Without even the small amount he’d been sending from his relief pay Joy would be worse off now than ever. He had to find work — but where? Tiny Mulcock and his other mates in Matauranga would see him through for a week or two, and after that he could go south with the march: maybe Gilchrist’s
suggestion
of seeking jobs on the ships wasn’t such a bad one. Yet the thought of leaving Matauranga pained him. Stella was here and, even if she was currently beyond reach, there was at least comfort in her nearness. He would wait and see what happened before making any decision.

He looked at the mountain, very white against the sky like a broken cup on a blue tablecloth. The fields on the side of the road were strongly green after the winter rain and the sun shone.

‘You know, Joe,’ he said, stretching his arms in the air, ‘here we are absolutely on our uppers, kicked out of the camp, no means of support and the whole country gone to hell, and yet somehow I feel sort of cheerful, as if it’ll eventually come right.’

‘Can’t imagine why you think that,’ said Gilchrist, putting the cork back in the half-empty bottle of water. ‘My guess is that the fascists are just starting to show their muscle and things are about to get a bloody sight worse, both here and in Europe.’

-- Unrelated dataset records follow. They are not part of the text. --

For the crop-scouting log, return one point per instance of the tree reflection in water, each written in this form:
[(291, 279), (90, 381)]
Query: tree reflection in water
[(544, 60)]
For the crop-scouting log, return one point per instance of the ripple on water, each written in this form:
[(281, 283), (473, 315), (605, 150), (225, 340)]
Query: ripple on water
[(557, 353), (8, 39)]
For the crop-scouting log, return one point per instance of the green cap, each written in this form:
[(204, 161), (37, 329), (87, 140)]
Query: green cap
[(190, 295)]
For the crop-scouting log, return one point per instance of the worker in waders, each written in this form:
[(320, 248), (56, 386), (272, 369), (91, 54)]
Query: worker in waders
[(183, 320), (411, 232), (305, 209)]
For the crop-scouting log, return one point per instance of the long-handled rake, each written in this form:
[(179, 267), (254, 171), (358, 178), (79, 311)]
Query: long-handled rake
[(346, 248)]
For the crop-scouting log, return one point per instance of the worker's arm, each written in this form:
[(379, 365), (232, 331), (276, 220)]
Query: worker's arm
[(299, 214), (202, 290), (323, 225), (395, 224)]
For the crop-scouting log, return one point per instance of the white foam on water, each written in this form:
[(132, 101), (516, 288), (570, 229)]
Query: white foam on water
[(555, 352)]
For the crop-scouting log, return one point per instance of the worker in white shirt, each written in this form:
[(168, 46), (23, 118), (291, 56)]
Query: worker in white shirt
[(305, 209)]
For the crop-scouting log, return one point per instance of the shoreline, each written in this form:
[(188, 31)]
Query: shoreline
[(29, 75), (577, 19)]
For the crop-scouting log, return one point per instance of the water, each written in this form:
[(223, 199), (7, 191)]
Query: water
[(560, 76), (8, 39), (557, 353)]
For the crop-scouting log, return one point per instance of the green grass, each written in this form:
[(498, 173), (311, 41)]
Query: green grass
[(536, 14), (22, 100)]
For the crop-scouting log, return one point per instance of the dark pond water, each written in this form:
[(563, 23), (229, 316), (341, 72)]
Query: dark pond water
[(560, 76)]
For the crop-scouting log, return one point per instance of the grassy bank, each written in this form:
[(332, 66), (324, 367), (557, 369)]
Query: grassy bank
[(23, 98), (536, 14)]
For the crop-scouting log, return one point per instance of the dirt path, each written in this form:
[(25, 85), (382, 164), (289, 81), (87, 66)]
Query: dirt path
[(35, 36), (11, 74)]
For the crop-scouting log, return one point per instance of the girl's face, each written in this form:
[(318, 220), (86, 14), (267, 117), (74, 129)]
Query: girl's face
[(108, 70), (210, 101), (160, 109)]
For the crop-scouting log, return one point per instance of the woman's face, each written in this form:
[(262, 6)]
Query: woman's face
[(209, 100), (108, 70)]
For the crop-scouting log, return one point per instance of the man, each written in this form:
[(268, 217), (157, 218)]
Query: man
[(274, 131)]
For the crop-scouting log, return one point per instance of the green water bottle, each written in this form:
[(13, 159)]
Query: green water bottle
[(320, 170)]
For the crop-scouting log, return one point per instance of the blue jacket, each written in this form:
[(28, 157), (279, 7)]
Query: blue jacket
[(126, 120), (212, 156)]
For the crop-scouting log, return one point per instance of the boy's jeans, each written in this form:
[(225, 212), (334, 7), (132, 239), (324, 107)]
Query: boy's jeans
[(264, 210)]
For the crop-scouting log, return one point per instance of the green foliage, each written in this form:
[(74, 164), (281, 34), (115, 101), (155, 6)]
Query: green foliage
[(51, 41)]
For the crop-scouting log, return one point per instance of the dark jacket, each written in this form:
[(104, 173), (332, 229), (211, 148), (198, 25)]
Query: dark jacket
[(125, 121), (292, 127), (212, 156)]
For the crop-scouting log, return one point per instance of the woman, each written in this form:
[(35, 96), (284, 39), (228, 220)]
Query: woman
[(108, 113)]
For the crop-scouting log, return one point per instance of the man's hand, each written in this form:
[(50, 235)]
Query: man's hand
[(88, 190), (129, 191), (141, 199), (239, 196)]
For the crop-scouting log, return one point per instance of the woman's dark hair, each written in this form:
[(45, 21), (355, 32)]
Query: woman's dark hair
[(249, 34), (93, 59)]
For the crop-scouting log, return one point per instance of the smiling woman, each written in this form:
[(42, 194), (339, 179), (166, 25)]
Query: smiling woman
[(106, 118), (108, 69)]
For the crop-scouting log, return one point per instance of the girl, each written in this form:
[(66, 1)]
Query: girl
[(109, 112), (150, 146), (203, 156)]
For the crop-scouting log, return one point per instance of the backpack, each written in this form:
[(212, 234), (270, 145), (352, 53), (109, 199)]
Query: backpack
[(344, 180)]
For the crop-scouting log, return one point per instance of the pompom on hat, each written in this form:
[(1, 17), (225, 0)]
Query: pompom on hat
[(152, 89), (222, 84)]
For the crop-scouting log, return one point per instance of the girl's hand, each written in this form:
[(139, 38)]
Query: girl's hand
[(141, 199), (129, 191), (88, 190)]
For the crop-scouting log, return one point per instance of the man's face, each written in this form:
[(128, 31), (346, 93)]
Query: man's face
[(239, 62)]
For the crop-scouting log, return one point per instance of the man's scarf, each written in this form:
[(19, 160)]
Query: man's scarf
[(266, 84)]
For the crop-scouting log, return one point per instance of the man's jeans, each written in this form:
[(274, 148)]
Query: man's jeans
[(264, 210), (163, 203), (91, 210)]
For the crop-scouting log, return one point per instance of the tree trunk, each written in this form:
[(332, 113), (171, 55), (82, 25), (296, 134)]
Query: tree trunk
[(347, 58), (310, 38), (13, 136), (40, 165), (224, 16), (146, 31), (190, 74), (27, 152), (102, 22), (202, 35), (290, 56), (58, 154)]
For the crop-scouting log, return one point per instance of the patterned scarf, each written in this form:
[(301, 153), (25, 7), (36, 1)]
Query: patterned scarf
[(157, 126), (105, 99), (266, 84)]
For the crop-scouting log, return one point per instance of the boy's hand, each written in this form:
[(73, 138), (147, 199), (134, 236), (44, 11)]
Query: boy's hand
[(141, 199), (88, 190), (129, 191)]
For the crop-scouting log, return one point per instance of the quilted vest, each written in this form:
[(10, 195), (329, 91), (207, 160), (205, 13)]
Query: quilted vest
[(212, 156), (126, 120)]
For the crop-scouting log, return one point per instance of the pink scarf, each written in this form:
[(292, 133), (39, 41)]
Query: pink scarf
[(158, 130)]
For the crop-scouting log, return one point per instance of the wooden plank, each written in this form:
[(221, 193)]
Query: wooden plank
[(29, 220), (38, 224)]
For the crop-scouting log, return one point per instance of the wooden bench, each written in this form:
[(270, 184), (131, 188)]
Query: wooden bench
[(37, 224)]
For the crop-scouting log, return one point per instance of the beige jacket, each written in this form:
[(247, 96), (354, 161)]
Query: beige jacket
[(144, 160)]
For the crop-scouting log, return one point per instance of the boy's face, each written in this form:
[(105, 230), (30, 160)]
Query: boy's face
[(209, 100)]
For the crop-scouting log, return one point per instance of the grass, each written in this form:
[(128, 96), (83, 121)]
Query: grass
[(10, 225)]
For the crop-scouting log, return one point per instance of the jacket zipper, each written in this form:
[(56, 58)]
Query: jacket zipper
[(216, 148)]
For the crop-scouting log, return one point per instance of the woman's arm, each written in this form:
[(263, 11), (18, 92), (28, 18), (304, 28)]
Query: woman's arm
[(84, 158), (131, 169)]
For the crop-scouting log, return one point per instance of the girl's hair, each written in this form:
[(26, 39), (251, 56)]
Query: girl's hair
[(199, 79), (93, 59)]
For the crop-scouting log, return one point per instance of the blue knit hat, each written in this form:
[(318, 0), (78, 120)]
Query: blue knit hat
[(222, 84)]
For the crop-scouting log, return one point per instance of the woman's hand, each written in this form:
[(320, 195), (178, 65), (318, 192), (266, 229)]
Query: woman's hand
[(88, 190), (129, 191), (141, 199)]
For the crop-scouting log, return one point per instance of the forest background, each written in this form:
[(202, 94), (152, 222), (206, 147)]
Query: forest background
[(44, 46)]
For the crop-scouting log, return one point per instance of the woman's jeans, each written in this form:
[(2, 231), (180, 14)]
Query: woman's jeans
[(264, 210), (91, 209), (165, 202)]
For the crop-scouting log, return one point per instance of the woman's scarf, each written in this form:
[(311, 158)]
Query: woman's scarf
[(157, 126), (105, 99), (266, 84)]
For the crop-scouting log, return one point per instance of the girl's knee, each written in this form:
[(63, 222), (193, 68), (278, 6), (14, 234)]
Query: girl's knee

The Crawfords’ entire collection of silver objects was gathered on newspapers on the kitchen table. There were the canteen of cutlery, the napkin rings and the teapots, two hot-water jugs, a pair of candlesticks, a set of cake forks, some bonbon dishes, a school tennis trophy, Lal’s dressing table set — mirror, buttonhook, hairpin tray and hairbrush, a brandy flask they never used, an
everlasting
calendar Roland had inherited from his grandfather and a fruit dish that looked like a basket. Stella and Lal were sitting at the table cleaning. Stella put the polish on and Lal rubbed it off.
It was an operation they undertook every second week. Stella had never handled silver before and she liked touching the objects, with their ornate embossing of arabesques and flowers. She also liked working with Lal, talking as if they were family rather than servant and mistress. The topic they discussed the most was babies and today, as they had several times before, they were talking about possible names.